J Head Trauma Rehabil. 2023 Oct 20. doi: 10.1097/HTR.0000000000000904. Online ahead of print.
OBJECTIVE: To implement a systematic review and meta-analysis to comprehensively synthesize the prevalence of and factors associated with fatigue following traumatic brain injury (TBI).
METHODS: We systematically searched the PubMed, EMBASE, Cochrane Library, Cumulated Index to Nursing and Allied Health Literature, PsycINFO, and ProQuest Dissertations and Theses A&I databases in all fields from their inception to March 31, 2021. We included observational studies investigating fatigue at specific time points following TBI or factors associated with post-TBI fatigue. All data were analyzed using a random-effects model.

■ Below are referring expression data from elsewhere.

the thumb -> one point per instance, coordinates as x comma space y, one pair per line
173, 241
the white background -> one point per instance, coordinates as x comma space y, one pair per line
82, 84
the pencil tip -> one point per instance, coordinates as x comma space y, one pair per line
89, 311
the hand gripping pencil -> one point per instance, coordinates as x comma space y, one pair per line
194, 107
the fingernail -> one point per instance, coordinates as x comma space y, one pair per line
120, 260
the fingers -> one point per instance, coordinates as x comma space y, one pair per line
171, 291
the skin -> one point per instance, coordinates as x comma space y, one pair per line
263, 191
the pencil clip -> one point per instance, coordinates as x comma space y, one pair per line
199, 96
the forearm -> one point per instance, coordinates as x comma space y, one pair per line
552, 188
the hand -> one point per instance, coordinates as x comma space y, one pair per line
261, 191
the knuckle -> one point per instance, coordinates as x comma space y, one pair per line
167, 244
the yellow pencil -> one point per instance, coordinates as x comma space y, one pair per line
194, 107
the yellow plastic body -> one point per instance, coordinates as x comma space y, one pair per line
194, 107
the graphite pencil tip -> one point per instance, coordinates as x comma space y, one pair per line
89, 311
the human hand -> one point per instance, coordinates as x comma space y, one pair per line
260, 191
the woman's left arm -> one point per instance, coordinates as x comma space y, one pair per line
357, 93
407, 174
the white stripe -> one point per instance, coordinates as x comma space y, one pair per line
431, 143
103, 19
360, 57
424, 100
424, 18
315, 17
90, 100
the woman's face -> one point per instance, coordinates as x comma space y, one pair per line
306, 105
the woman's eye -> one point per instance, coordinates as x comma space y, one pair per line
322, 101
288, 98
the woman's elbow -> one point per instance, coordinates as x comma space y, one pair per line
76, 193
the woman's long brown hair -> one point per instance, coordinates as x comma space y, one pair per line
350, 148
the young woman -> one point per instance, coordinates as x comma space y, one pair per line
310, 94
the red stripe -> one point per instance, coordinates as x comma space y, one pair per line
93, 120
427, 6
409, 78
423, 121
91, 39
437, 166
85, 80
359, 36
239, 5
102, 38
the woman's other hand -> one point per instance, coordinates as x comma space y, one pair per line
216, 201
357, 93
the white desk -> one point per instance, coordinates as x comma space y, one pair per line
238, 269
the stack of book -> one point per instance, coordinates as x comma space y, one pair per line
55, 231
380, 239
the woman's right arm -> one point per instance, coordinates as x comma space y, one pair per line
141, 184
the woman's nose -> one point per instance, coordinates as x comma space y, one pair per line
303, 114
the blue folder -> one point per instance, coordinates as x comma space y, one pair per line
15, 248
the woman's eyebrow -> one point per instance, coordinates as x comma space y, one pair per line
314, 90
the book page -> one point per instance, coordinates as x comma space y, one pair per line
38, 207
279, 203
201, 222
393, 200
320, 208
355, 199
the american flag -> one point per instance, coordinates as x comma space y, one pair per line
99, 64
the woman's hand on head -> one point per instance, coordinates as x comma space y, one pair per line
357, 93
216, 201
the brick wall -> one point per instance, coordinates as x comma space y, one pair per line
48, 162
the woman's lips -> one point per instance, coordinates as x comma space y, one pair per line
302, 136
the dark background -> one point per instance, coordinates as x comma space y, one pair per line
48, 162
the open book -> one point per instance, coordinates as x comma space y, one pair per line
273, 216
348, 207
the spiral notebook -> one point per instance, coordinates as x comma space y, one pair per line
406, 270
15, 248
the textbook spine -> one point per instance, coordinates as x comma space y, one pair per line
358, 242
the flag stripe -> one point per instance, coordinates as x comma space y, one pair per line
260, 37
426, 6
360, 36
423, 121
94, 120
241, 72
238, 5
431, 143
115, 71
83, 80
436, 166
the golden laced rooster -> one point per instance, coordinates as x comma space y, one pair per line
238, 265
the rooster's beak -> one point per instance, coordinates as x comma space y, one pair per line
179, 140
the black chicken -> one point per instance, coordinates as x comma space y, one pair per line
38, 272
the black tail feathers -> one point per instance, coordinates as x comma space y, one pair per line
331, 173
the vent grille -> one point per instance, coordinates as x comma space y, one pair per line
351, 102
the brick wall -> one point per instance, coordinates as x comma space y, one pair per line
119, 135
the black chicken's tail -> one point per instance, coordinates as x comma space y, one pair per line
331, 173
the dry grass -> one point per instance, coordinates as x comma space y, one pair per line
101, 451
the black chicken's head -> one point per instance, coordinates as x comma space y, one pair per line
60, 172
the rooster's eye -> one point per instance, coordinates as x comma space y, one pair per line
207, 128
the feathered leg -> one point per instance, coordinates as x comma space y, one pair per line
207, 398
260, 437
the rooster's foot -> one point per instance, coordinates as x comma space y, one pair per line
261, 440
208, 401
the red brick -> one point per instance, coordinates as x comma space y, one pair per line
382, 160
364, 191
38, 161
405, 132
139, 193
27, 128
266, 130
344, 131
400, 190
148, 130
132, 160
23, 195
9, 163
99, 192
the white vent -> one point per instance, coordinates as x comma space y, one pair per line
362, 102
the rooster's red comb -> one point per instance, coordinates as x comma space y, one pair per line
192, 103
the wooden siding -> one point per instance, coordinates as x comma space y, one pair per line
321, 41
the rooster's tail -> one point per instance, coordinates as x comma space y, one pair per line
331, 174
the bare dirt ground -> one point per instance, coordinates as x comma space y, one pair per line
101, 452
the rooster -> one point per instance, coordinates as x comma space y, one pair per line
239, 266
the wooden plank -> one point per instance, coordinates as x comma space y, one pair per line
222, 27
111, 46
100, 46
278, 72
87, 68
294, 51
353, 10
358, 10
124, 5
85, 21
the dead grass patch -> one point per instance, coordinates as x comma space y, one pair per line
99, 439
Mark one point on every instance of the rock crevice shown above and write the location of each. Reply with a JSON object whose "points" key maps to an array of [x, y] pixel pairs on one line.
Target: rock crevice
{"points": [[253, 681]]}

RESULTS: This meta-analysis included 29 studies that involved 12 662 patients with TBI and estimated the prevalence of post-TBI fatigue (mean age = 41.09 years); the meta-analysis also included 23 studies that involved 6681 patients (mean age = 39.95 years) and investigated factors associated with post-TBI fatigue. In patients with mild-to-severe TBI, the fatigue prevalence rates at 2 weeks or less, 1 to 3 months, 6 months, 1 year, and 2 years or more after TBI were 52.2%, 34.6%, 36.0%, 36.1%, and 48.8%, respectively. Depression (r = 0.48), anxiety (r = 0.49), sleep disturbance (r = 0.57), and pain (r = 0.46) were significantly associated with post-TBI fatigue. No publication bias was identified among the studies, except for those assessing fatigue prevalence at 6 months after TBI.

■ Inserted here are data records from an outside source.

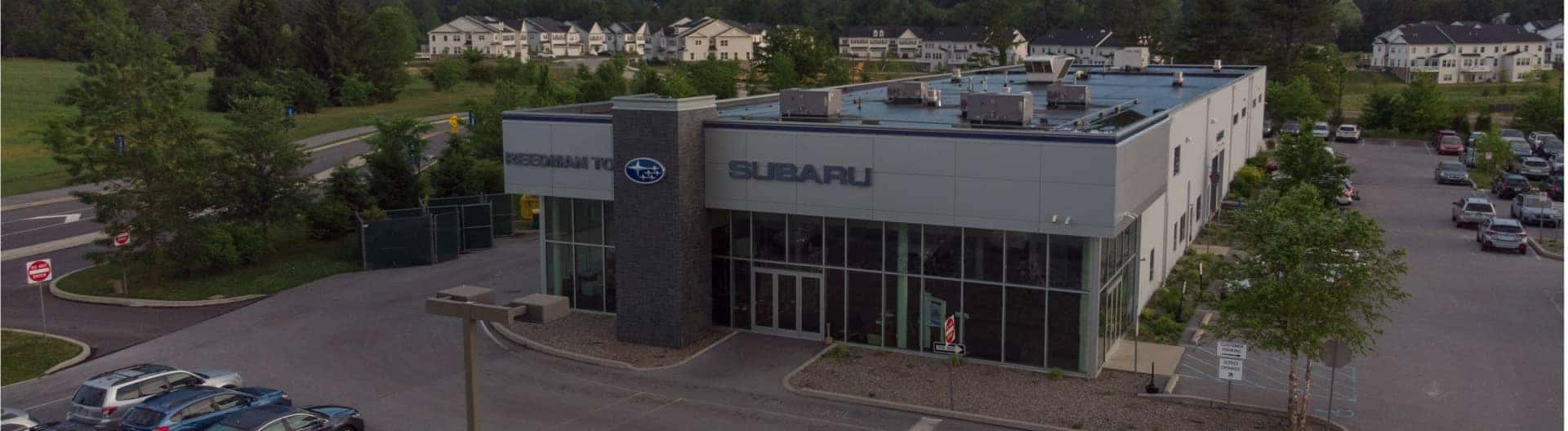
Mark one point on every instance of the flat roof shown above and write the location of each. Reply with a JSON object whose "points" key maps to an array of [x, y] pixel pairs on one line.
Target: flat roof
{"points": [[1138, 95]]}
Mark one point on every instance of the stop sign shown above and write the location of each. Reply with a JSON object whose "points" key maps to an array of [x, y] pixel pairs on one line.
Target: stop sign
{"points": [[39, 272]]}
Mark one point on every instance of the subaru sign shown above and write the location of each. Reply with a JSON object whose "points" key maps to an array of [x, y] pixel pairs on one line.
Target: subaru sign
{"points": [[645, 170]]}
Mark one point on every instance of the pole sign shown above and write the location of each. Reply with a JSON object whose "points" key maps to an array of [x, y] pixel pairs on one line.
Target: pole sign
{"points": [[1230, 369], [39, 272], [1232, 350]]}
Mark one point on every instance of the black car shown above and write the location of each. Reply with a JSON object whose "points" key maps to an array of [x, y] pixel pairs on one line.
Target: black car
{"points": [[292, 419], [1508, 185]]}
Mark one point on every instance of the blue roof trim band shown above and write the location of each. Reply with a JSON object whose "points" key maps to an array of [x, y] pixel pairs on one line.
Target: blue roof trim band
{"points": [[530, 117], [916, 132]]}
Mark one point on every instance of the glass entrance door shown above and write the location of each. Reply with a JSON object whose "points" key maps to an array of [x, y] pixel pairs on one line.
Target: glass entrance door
{"points": [[786, 303]]}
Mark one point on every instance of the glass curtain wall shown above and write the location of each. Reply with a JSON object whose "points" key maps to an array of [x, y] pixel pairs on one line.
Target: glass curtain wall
{"points": [[581, 253], [1017, 298]]}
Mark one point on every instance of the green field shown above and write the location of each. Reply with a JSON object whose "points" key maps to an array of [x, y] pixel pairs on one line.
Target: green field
{"points": [[29, 90], [27, 356], [294, 264]]}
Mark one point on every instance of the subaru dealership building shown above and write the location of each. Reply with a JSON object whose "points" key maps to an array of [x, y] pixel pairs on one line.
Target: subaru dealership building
{"points": [[1040, 209]]}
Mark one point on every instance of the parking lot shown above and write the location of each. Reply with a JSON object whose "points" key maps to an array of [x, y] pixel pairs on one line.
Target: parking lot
{"points": [[1477, 345]]}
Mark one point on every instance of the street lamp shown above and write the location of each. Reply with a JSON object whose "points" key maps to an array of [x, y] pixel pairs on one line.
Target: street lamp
{"points": [[470, 304]]}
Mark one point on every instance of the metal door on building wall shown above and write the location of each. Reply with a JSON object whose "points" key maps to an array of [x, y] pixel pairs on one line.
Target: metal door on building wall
{"points": [[786, 303]]}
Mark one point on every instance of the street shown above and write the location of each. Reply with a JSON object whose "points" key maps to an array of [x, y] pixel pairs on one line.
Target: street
{"points": [[1477, 345], [364, 340]]}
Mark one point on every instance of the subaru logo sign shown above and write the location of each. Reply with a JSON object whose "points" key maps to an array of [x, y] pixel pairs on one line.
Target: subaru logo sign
{"points": [[645, 170]]}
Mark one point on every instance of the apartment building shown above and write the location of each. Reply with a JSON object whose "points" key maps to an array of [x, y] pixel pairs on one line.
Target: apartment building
{"points": [[880, 41], [1090, 47], [1460, 52], [703, 38], [482, 33]]}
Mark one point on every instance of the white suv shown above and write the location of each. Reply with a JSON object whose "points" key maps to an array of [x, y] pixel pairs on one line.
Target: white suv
{"points": [[102, 400], [1348, 132]]}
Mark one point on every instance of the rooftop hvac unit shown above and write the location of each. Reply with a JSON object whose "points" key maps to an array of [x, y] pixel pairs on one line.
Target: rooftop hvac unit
{"points": [[1009, 109], [811, 104], [1131, 59], [1046, 68], [905, 91], [1067, 95]]}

CONCLUSION: The pooled prevalence rates of post-TBI fatigue exhibited a U-shaped pattern, with the lowest prevalence rates occurring at 1 to 3 months after TBI. Depression, anxiety, sleep disturbance, and pain were associated with post-TBI fatigue. Younger patients and male patients were more likely to experience post-TBI fatigue. Our findings can assist healthcare providers with identifying appropriate and effective interventions targeting post-TBI fatigue at specific periods.